Confidence measures for Quartznet predictions

NVIDIA / NeMo

A scalable generative AI framework built for researchers and developers working on Large Language Models, Multimodal, and Speech AI (Automatic Speech Recognition and Text-to-Speech)

https://docs.nvidia.com/nemo-framework/user-guide/latest/overview.html

Apache License 2.0

11.84k stars 2.46k forks source link

Confidence measures for Quartznet predictions #1463

Closed jonaskratochvil closed 3 years ago

jonaskratochvil commented 3 years ago

Hello,

I am interested in getting the word level confidences from Quartznet model. What would be the best approach to obtain some proxy values to word level confidences? Taking the logit sequences and normalizing them by length seems like the most straight forward approach but I am not sure how reliable this would be. Any suggestions or ideas would be appreciated.

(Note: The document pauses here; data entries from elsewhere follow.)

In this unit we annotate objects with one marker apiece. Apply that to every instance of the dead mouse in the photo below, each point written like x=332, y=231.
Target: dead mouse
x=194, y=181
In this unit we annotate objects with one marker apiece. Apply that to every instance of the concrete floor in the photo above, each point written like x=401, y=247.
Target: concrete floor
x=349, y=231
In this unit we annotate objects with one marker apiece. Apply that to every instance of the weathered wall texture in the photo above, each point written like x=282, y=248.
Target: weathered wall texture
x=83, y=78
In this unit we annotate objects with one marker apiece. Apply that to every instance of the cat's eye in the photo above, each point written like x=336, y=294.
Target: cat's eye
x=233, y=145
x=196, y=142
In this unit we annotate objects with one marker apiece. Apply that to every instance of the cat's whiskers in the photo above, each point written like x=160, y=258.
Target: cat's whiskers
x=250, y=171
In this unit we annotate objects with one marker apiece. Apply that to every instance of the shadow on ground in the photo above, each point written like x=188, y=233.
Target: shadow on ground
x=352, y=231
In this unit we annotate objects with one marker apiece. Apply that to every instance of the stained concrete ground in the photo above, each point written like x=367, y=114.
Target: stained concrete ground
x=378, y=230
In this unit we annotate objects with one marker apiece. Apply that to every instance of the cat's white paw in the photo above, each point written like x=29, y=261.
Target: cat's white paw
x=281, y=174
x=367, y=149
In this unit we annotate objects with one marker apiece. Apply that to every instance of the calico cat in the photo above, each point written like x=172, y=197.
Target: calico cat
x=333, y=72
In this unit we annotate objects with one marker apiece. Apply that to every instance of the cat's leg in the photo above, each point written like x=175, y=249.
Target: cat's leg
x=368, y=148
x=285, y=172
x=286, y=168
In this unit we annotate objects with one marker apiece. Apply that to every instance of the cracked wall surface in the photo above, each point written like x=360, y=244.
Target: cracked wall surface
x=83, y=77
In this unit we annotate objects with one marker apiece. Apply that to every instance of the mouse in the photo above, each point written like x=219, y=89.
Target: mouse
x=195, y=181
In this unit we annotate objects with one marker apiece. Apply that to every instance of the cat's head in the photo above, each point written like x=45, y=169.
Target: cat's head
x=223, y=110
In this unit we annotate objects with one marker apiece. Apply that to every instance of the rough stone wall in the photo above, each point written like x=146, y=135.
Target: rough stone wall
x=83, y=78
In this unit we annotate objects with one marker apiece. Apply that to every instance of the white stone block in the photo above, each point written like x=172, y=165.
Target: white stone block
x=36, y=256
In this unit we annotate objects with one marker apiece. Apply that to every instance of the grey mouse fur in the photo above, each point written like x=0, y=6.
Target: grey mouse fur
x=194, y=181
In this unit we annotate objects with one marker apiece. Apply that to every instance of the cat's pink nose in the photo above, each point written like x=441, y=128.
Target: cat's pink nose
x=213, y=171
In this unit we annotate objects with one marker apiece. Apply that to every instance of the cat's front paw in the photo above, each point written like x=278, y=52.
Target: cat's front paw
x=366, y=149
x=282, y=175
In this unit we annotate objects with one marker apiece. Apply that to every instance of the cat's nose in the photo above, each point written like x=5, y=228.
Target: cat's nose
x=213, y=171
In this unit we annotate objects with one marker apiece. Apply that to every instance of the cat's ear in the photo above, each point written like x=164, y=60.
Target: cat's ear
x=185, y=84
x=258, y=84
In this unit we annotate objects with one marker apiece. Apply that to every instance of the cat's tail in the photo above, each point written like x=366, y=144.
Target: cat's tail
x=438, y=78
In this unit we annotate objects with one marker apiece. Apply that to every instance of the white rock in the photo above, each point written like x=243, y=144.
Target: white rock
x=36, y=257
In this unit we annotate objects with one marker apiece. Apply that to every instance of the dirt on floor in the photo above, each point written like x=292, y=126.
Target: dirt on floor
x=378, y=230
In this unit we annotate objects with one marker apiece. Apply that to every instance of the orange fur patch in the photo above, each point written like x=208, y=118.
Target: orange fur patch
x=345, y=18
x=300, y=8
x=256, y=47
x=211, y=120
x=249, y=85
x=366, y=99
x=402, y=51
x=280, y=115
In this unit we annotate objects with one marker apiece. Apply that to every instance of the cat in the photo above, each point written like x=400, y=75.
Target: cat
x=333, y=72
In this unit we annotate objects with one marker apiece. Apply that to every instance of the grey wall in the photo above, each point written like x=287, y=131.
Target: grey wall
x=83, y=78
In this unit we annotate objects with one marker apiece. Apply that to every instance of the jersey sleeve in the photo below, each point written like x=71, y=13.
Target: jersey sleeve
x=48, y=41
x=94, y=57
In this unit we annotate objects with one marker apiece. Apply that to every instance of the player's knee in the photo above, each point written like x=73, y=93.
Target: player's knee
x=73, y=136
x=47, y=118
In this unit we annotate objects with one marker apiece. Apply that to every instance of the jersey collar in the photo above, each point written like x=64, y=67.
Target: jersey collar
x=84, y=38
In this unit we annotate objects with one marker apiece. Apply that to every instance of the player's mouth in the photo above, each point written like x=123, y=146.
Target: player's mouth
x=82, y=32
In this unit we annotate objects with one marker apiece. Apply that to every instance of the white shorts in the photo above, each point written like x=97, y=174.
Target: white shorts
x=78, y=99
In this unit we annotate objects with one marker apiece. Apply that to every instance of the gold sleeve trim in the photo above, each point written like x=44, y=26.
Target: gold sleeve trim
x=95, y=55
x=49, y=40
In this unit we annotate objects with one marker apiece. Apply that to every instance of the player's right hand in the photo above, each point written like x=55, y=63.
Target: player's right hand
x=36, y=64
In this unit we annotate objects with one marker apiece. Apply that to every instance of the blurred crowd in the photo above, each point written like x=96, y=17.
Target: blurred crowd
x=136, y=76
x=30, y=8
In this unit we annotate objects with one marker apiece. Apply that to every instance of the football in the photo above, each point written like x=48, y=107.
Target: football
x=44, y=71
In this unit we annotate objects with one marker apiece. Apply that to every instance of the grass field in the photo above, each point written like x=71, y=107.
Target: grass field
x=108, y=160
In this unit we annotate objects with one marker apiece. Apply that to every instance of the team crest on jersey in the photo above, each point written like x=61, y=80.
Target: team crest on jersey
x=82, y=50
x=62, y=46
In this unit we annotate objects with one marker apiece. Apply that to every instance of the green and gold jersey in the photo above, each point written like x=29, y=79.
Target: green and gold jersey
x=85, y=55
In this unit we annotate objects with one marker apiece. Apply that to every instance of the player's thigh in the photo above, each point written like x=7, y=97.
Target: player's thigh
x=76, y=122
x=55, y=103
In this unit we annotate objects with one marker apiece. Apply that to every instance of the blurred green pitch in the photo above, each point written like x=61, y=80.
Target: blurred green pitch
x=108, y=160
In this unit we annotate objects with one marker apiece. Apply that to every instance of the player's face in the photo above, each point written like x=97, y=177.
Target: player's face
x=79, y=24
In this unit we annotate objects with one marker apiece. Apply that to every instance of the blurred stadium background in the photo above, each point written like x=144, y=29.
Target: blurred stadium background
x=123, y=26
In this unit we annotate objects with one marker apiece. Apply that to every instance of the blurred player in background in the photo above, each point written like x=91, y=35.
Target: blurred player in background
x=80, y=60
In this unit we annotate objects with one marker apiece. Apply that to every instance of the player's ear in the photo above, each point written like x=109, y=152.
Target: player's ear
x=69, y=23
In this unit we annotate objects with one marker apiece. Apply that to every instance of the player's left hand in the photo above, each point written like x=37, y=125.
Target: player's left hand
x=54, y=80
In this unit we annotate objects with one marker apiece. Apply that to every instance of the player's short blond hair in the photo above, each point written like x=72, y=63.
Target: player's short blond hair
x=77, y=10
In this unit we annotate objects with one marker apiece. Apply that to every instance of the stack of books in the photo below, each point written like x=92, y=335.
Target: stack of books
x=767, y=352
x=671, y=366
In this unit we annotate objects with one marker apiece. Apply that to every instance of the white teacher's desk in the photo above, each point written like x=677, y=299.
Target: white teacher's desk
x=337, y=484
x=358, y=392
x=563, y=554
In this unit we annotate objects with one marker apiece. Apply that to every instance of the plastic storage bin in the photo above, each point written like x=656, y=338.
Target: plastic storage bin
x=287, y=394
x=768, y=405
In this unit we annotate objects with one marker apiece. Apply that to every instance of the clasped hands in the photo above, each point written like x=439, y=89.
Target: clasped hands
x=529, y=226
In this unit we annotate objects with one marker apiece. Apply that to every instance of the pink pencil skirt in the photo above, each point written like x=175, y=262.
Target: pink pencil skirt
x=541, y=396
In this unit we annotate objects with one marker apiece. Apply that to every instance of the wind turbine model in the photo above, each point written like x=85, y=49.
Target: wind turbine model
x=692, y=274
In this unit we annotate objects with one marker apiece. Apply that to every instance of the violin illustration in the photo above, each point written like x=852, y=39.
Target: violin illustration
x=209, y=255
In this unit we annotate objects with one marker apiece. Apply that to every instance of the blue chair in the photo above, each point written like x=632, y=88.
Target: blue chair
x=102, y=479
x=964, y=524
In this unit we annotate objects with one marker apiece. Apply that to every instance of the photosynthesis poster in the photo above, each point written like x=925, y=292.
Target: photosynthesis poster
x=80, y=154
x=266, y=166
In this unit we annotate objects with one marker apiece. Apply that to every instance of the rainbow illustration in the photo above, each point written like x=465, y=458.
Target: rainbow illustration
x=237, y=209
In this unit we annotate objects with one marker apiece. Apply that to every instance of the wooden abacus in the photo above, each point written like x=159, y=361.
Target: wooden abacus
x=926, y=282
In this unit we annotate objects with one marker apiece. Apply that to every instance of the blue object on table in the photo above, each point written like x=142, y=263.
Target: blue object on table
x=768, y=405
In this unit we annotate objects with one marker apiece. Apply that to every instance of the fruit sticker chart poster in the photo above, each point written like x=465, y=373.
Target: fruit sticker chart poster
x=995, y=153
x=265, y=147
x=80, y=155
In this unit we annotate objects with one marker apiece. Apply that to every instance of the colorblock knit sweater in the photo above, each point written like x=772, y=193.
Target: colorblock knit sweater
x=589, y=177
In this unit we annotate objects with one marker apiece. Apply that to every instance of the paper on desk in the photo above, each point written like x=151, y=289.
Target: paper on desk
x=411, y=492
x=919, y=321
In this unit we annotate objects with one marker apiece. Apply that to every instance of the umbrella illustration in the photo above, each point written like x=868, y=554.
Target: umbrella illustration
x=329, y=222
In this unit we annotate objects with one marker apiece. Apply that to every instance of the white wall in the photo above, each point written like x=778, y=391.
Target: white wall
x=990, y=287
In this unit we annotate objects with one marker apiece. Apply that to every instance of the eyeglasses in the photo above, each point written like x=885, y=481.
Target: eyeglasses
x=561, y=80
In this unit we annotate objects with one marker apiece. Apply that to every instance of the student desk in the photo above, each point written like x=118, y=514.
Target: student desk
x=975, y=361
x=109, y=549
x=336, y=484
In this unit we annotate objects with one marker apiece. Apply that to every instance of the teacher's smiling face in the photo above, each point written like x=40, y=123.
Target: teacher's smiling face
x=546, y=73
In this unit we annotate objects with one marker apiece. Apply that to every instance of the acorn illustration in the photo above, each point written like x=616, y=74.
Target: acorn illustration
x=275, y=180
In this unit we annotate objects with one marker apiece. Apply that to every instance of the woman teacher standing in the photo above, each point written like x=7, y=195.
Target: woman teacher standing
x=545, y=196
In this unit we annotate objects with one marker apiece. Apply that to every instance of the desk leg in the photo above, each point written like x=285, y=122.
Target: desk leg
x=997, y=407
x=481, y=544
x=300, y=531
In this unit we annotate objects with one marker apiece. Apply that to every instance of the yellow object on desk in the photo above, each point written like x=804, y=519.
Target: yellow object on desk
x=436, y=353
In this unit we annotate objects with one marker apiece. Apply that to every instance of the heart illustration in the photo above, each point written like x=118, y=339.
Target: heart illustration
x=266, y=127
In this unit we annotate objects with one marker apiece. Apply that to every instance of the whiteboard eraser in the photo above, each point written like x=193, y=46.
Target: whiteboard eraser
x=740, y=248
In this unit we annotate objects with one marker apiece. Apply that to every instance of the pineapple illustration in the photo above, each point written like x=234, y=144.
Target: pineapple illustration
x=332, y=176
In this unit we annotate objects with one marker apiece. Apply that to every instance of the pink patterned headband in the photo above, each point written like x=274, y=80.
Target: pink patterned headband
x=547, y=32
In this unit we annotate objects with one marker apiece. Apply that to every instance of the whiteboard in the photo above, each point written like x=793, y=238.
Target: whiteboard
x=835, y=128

janvainer commented 3 years ago

I would also be interested in this

Omarnabk commented 3 years ago

I am interested in this as well. For now, I'm using a simple approach by averaging the confidence score of each letter per word, resulting in a confidence score per word. You can use parlance to get a timestamp per letter with the beam search.

Vishaal-MK commented 3 years ago

I am interested in this as well. For now, I'm using a simple approach by averaging the confidence score of each letter per word, resulting in a confidence score per word. You can use parlance to get a timestamp per letter with the beam search.

How do you get the confidence score of each letter?

Omarnabk commented 3 years ago

I am interested in this as well. For now, I'm using a simple approach by averaging the confidence score of each letter per word, resulting in a confidence score per word. You can use parlance to get a timestamp per letter with the beam search.

How do you get the confidence score of each letter? averaging the score config score per letter

titu1994 commented 3 years ago

We don't support this yet, but we will let you know if we add support in the future.